I decided to depict the troops as they would be organized for trench raiding or attacking. By the later half of the war the British had given up on the traditional "riflemen are the army" approach and greatly diversified their training and equipment. The whole "walking slowly into machine-gun fire" approach was also recognized as simply mass-murder and tactics, while still evolving, had been vastly revised. While still not up to the German Stosstruppen level of integration the British had recognized that decision-making and on-call firepower needed to be available to the Squad leader, or at least platoon levels.
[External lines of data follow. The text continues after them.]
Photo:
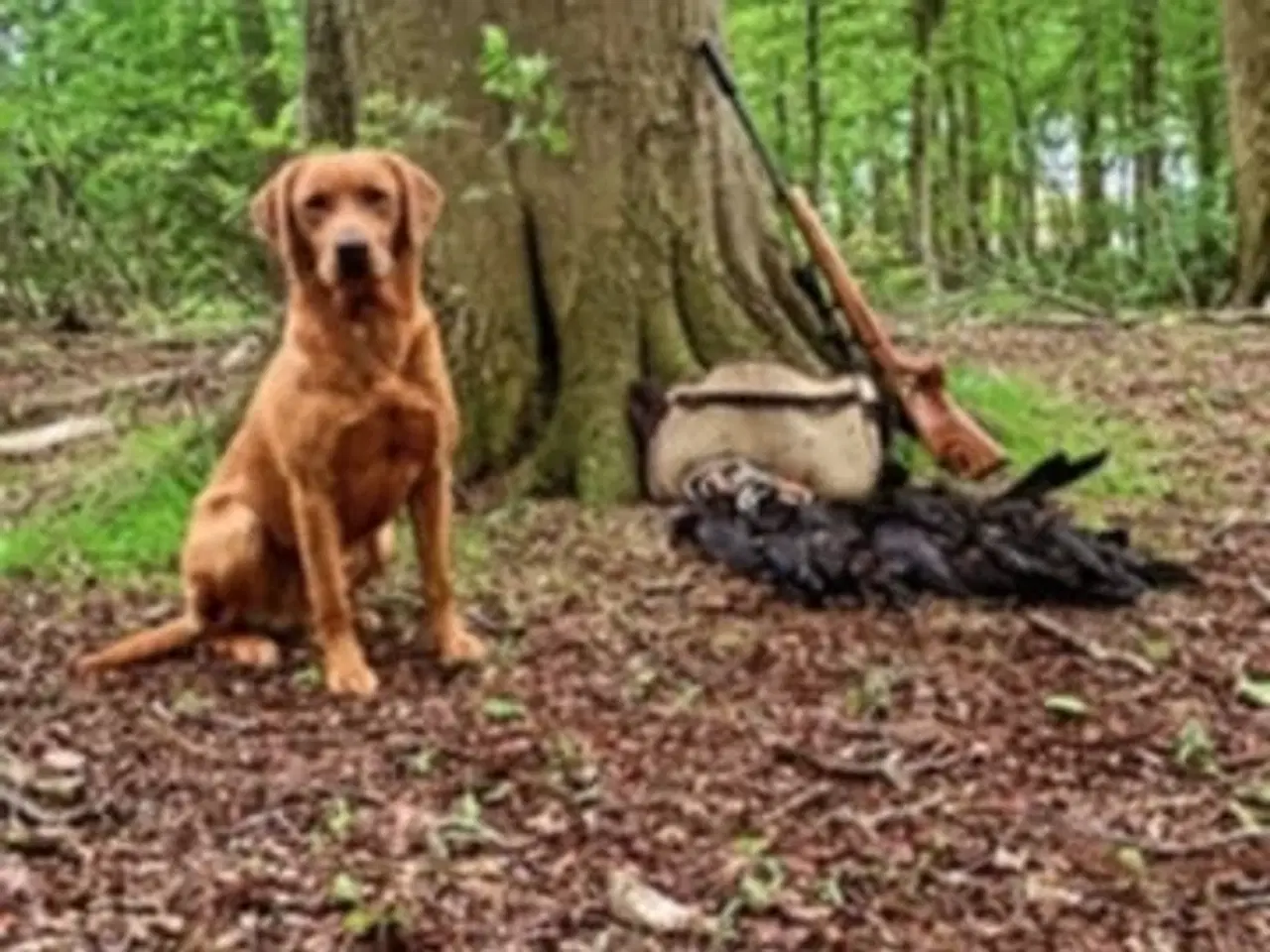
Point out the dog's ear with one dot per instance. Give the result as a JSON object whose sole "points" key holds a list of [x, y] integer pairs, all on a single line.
{"points": [[271, 207], [422, 200]]}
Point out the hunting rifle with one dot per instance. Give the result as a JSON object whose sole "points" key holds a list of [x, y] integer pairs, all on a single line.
{"points": [[948, 431]]}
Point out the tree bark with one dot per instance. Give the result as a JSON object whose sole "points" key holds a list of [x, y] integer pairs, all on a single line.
{"points": [[330, 72], [816, 117], [975, 168], [1088, 134], [647, 248], [1246, 35], [1148, 158], [263, 87], [926, 16]]}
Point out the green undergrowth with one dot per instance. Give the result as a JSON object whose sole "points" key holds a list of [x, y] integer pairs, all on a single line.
{"points": [[123, 517], [1032, 420], [126, 518]]}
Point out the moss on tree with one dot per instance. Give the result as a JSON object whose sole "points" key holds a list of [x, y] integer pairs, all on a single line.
{"points": [[645, 249]]}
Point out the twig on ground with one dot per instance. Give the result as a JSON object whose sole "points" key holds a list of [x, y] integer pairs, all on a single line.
{"points": [[1175, 849], [1095, 651], [48, 436], [27, 809], [806, 797], [887, 769], [1260, 589], [159, 724], [890, 769], [870, 823], [76, 398]]}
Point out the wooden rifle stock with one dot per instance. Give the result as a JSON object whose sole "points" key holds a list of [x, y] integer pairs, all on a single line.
{"points": [[956, 442], [947, 430]]}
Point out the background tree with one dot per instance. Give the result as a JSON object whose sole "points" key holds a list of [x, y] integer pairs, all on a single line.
{"points": [[604, 217], [1247, 24]]}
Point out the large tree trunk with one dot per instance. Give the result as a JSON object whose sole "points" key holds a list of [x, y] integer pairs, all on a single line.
{"points": [[644, 249], [1246, 33], [330, 72]]}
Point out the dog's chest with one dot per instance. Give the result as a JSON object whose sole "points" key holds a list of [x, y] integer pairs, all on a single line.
{"points": [[377, 462]]}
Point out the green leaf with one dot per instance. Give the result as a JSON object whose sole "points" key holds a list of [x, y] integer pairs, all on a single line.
{"points": [[1254, 690], [1067, 705], [503, 708], [345, 892], [1132, 860]]}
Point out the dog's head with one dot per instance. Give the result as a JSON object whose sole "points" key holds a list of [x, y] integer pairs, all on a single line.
{"points": [[350, 221]]}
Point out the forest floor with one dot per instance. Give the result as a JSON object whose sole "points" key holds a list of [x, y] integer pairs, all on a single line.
{"points": [[951, 778]]}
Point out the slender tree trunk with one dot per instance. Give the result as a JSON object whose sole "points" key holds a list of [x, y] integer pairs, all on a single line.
{"points": [[953, 188], [1246, 32], [1092, 203], [559, 278], [925, 17], [1023, 175], [816, 117], [330, 99], [781, 111], [263, 86], [976, 181], [1144, 107], [1206, 108]]}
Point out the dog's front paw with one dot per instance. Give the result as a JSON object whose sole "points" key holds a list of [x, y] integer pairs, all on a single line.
{"points": [[454, 644], [347, 671]]}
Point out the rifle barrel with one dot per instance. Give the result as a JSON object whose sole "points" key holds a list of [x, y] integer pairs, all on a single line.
{"points": [[728, 86]]}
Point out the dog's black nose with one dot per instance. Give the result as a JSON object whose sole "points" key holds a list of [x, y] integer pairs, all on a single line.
{"points": [[352, 257]]}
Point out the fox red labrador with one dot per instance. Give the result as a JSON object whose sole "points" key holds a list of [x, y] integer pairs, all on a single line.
{"points": [[353, 417]]}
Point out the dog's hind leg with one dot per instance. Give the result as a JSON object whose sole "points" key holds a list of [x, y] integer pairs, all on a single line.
{"points": [[229, 574]]}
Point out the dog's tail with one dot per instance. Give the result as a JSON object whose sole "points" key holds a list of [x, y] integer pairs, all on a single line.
{"points": [[141, 645]]}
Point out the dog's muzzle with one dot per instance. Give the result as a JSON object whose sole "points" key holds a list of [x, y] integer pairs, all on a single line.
{"points": [[352, 258]]}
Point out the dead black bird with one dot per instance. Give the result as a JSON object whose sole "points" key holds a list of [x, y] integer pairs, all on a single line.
{"points": [[911, 539]]}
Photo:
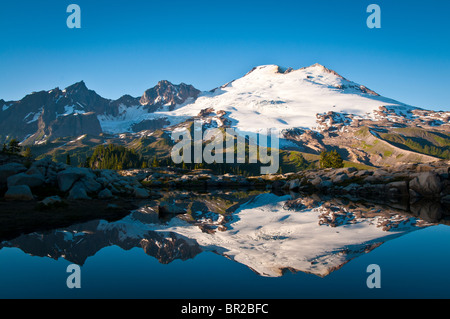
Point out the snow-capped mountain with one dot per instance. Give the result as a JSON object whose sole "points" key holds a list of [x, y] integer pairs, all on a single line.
{"points": [[313, 108], [269, 234], [267, 96]]}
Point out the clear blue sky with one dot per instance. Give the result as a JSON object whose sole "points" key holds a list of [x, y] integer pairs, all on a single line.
{"points": [[126, 47]]}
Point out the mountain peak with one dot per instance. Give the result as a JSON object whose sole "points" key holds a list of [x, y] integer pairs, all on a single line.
{"points": [[324, 69], [78, 86]]}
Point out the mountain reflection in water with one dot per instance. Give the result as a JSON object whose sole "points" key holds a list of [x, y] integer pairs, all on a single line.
{"points": [[269, 233]]}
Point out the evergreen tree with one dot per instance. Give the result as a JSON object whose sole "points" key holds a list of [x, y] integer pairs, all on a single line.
{"points": [[14, 147], [331, 160], [27, 153]]}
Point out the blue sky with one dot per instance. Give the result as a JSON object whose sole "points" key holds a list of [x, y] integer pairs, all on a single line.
{"points": [[126, 47]]}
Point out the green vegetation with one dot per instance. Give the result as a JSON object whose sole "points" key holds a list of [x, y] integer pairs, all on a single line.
{"points": [[114, 157], [429, 143], [331, 159], [12, 148]]}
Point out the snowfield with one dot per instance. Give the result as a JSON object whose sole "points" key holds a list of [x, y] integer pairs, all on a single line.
{"points": [[268, 98], [268, 237]]}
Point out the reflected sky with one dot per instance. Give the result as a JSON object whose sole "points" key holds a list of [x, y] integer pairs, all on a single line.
{"points": [[204, 255]]}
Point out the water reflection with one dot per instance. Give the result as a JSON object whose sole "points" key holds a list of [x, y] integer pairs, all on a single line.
{"points": [[269, 233]]}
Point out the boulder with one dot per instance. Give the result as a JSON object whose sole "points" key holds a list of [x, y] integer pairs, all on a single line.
{"points": [[170, 209], [90, 184], [69, 176], [8, 170], [34, 180], [397, 188], [141, 193], [51, 200], [78, 192], [294, 184], [427, 184], [105, 194], [19, 193], [339, 178]]}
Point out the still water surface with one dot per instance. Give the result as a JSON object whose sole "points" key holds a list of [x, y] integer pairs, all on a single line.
{"points": [[235, 245]]}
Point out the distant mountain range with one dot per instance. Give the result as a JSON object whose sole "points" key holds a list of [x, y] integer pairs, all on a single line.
{"points": [[314, 108], [329, 233]]}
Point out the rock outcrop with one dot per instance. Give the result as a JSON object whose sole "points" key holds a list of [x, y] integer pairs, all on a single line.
{"points": [[73, 183]]}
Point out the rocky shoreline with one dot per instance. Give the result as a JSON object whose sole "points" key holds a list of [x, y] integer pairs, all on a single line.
{"points": [[413, 181], [52, 182]]}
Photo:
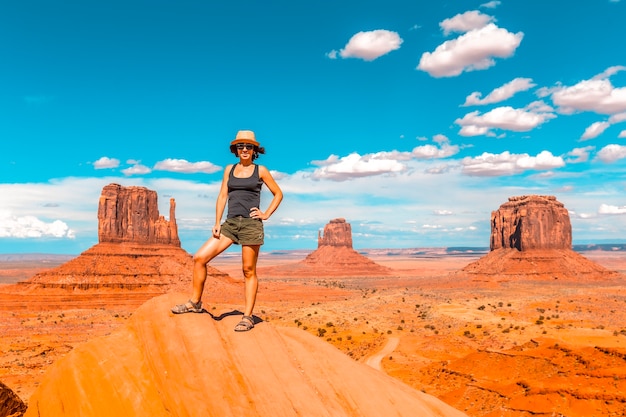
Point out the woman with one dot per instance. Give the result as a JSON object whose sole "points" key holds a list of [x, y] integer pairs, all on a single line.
{"points": [[241, 189]]}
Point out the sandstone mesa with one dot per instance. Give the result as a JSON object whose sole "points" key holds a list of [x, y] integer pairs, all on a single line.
{"points": [[530, 242]]}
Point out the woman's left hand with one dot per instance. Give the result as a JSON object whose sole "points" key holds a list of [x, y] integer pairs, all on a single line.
{"points": [[255, 213]]}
To this end they began organizing troops into attack files of a leader, a couple of soldiers equipped for trench clearing, followed by riflemen to hold positions and backed up by soldiers equipped with rifle-grenades and, last but far from least, a Lewis LMG team. The Wargames Atlantic set provides for all of these except for the rifle-grenadiers (a matter easily fixed with some simple modifications).
I tried to build each model as a distinct soldier (although the ones firing the rifles do tend to look a lot alike, there are only so many ways to do that task) and largely succeeded. I did steal some bits from other Wargames Atlantic sets, the odd arm or pistol-wielding hand, but almost all of the minis you see are right out of the box. I couldn't find any reference to tactical use of man-portable flamethrowers by the British so I was spared scratchbuilding one. The respirator-box gas masks gave me fits; getting the breathing tube to connect to the respirator box in a convincing way was the cause of much trimming, fitting and cussing.
On the whole this was enjoyable, I do very much like modifying plastic figures into individual soldiers instead of cookie-cutter patterns. Let's see if they are as much fun to paint!